Рассказы | страница 14



Теперь у нее не было ни гроша, приходилось жить ненавистной милостью зятьев, носить ветхий платок из черной шерсти и выплачивать два долга из пенсии в тридцать два песо. И все же у нее оставалось прошлое, и она нанизывала воспоминание на воспоминание, упиваясь роскошью, в которой жила, всей душой презирая свою теперешнюю нищету. Овдовев во второй раз, Элиса Монтес с новой силой возненавидела свою становившуюся все более убогой жизнь. В двадцать лет она вышла замуж за инженера-итальянца, который подарил ей четырех детей (двух девочек и двух мальчиков) и умер совсем молодым, не оставив ни связей, ни пенсии. У первого мужа, которого она не очень-то любила и который смотрел теперь с пожелтевших фотографий, были воинственные усы а lа Наполеон III, бегающие глазки, деликатные манеры и никогда не было денег.

Уже в те годы Элиса без конца говорила о своем бывшем кучере, чернокожих служанках, пятнадцати комнатах, отчего муж страдал и чувствовал себя таким незначительным в своем скромном доме с садиком и без гостиной. Муж-итальянец был молчалив, работал до рассвета, чтобы прокормить и одеть их всех. Наконец он не выдержал и умер от тифа.

Когда случилось несчастье, Элиса не могла обратиться за помощью к родственникам: она враждовала с тремя своими братьями и их женами. С невестками потому, что те были портнихи, служащие, мелкая сошка, с братьями потому, что дали им свое имя. Что касается семейного имущества, то оно давно уже было проиграно и растрачено покойным отцом.
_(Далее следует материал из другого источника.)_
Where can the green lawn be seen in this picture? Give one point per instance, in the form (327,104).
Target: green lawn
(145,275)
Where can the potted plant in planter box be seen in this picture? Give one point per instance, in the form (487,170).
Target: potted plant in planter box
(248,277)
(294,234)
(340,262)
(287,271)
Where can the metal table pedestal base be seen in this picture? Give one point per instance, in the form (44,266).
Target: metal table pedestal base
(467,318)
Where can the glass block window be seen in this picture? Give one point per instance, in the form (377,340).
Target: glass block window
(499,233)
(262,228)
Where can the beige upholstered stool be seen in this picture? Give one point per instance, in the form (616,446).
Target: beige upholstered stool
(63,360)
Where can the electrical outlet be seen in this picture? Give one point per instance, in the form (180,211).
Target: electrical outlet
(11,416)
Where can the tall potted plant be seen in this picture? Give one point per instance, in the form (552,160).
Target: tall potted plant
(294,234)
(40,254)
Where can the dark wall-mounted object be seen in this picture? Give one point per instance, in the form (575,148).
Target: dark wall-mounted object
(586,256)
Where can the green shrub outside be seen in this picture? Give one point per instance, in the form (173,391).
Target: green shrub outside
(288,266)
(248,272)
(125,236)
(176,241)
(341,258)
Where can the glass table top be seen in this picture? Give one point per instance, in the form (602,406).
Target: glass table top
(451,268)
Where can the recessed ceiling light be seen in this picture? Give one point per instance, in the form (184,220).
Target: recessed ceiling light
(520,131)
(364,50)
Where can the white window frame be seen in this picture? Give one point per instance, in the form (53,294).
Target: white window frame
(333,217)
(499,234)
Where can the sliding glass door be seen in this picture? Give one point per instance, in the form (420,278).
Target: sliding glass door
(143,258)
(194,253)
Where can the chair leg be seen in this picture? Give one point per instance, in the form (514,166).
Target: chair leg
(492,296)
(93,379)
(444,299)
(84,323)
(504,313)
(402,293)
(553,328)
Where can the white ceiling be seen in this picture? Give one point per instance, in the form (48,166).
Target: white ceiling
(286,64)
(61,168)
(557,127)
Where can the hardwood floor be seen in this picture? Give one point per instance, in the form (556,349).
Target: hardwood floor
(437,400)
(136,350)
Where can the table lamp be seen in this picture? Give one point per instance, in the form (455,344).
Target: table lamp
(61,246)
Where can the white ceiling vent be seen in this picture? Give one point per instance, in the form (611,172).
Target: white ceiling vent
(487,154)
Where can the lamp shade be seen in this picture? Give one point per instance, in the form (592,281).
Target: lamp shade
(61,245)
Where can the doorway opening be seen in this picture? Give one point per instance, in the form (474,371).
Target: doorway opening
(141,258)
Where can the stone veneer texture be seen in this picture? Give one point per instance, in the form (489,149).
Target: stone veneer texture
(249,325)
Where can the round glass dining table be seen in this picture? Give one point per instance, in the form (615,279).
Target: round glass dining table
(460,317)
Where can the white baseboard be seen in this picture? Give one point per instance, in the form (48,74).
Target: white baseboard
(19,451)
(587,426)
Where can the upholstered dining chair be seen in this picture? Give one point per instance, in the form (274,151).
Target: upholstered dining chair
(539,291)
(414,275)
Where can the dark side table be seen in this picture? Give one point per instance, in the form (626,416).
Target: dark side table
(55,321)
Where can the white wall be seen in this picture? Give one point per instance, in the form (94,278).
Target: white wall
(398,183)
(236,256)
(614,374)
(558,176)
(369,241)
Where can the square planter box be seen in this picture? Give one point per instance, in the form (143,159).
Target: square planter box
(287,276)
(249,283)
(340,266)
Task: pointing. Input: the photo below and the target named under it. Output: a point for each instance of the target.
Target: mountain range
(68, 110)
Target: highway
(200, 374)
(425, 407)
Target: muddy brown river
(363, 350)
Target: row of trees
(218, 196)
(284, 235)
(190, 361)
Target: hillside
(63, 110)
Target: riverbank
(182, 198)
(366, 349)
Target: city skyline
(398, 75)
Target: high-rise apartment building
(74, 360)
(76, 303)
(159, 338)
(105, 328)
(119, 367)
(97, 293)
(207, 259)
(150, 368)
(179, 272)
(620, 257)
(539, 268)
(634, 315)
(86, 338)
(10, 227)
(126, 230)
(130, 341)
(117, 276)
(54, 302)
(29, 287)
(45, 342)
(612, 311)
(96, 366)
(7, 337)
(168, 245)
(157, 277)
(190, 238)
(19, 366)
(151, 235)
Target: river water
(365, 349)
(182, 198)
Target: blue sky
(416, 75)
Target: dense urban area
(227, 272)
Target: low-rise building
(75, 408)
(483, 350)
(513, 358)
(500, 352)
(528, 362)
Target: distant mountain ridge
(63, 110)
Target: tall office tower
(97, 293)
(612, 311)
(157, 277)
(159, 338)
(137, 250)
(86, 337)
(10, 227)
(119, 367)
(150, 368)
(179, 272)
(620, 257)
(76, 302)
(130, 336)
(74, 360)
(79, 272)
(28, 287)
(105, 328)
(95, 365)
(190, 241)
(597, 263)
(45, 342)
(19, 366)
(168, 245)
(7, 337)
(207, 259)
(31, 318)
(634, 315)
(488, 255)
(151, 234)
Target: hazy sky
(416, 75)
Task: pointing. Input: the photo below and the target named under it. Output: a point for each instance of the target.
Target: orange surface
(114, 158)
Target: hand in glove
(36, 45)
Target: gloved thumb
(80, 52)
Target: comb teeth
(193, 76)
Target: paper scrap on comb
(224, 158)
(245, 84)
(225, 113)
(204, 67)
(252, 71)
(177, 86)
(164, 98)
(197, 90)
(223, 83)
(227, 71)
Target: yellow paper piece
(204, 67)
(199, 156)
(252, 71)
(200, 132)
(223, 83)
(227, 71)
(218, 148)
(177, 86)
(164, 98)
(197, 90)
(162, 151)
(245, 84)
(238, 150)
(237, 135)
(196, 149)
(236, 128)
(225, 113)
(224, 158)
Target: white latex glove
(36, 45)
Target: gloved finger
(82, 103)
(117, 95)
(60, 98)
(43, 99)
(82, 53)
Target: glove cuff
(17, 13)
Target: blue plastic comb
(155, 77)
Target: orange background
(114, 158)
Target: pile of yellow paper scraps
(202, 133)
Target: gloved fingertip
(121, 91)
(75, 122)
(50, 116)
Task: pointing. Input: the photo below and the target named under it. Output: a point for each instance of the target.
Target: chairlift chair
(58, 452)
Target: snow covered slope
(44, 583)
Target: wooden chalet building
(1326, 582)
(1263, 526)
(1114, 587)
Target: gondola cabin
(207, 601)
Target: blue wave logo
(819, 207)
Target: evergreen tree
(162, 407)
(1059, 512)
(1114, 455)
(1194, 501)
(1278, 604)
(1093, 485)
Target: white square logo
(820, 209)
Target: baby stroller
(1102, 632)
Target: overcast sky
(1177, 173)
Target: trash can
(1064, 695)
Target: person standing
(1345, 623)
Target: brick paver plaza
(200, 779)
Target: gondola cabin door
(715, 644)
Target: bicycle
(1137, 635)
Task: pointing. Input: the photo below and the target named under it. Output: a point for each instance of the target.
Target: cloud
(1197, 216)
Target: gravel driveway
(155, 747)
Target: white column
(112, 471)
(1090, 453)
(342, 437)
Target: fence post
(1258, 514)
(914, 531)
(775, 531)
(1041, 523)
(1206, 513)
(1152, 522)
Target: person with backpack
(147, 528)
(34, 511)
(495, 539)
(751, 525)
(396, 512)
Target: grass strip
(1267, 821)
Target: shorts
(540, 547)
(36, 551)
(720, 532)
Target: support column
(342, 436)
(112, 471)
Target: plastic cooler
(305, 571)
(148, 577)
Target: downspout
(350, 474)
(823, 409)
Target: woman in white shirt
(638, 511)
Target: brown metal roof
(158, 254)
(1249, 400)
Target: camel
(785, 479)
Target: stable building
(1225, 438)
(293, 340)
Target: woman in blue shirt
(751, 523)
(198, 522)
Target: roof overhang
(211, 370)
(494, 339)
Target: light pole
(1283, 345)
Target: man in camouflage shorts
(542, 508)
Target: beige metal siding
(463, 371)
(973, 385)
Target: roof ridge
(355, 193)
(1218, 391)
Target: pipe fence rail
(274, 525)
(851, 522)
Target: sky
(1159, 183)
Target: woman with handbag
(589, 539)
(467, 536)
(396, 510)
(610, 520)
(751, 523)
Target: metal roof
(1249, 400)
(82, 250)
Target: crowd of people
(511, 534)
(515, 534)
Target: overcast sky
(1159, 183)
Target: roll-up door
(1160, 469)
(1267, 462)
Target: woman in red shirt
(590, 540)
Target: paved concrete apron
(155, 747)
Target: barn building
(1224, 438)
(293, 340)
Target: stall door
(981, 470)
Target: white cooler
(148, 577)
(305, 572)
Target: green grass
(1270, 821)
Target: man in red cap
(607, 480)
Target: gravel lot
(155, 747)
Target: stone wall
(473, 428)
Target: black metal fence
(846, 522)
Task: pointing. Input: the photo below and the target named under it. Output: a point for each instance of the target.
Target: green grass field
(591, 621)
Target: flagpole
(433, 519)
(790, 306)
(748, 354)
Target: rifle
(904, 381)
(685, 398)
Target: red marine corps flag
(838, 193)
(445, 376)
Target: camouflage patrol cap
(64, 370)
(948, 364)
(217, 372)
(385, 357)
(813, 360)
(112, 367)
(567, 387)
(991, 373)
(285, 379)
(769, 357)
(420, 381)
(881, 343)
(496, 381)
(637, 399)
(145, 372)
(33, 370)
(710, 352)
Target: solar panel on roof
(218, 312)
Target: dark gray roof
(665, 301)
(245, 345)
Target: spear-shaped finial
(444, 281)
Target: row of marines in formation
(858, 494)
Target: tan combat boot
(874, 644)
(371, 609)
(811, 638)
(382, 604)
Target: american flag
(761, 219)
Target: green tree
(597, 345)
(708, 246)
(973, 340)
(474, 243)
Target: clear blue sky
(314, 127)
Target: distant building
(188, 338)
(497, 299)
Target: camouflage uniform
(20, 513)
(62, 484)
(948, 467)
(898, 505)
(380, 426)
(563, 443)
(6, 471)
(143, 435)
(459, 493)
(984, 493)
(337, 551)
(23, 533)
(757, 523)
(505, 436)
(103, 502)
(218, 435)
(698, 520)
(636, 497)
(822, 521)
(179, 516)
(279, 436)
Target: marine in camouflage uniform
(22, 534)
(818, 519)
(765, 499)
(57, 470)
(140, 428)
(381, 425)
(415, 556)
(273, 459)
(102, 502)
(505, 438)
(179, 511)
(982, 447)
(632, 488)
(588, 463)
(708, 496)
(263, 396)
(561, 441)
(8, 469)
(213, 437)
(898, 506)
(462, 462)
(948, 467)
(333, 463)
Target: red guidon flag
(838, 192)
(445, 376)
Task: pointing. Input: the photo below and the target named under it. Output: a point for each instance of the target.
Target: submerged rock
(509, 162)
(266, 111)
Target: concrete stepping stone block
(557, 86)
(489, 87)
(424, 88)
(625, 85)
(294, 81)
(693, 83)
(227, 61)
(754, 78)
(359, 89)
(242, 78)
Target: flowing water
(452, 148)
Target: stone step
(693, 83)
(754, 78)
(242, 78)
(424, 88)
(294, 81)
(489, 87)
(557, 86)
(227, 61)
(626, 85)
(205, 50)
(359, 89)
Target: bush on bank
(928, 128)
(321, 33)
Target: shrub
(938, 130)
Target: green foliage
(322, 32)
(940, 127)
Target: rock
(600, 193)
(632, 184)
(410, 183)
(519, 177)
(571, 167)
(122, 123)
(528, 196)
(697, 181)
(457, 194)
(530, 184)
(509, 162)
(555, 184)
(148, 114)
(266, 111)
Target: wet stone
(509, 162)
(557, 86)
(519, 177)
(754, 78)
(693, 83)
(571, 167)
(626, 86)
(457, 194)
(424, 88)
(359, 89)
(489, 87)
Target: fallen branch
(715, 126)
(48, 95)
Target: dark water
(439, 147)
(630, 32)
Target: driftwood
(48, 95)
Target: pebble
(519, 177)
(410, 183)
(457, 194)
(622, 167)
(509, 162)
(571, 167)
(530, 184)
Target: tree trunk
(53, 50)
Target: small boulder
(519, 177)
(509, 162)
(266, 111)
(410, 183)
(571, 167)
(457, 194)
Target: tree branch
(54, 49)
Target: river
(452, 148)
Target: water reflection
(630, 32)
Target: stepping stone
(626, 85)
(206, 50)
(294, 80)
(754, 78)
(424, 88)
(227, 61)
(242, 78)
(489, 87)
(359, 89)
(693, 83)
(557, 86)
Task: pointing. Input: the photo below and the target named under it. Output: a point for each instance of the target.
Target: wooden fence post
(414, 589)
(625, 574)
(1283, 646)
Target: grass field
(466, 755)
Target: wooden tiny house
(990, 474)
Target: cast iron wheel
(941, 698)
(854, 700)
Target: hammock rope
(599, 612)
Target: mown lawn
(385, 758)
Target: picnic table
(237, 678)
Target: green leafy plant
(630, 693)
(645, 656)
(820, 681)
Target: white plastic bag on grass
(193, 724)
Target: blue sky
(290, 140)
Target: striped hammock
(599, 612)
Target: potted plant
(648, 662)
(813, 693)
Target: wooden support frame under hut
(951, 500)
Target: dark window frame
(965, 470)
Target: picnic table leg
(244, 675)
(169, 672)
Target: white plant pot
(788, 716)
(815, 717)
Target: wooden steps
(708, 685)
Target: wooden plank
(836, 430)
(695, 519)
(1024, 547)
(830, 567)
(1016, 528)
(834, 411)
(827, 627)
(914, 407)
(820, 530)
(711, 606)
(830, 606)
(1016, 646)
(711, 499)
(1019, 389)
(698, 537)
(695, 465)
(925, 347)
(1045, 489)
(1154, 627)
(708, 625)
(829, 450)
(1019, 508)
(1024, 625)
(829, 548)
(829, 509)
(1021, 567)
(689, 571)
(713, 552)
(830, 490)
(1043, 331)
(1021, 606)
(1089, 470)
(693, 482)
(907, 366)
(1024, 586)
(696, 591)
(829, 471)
Элиса Монтес пыталась обращаться сначала к старым друзьям, потом в государственные учреждения, будто они были обязаны помогать ей, но оказалось, что все (в том числе и государство) имели собственные нужды. Помощь сводилась к небольшим суммам и большим унижениям.

Итак, когда появился дон Гумерсиндо, неграмотный фермер, тоже вдовец, на двадцать с лишним лет старше ее, она уже смирилась и делала шнурки для больших обувных магазинов по рекомендации жены одного генерала-мулата (сосланного после военного мятежа), с которой играла в бадминтон в далекие осенние дни прекрасного, словно приснившегося детства.

Изготовление шнурков было началом падения, слушать же непристойные намеки и утробные смешки дона Гумерсиндо означало полное падение. Таково было бы мнение Элисы Монтес, случись все это с одной из ее немногочисленных подруг, но, поскольку это случилось с нею самой, пришлось придумать оправдание и упорно держаться за него. Оправдание, ставшее смыслом ее жизни, звалось «дети». Ради детей она взялась делать шнурки, ради детей слушала фермера.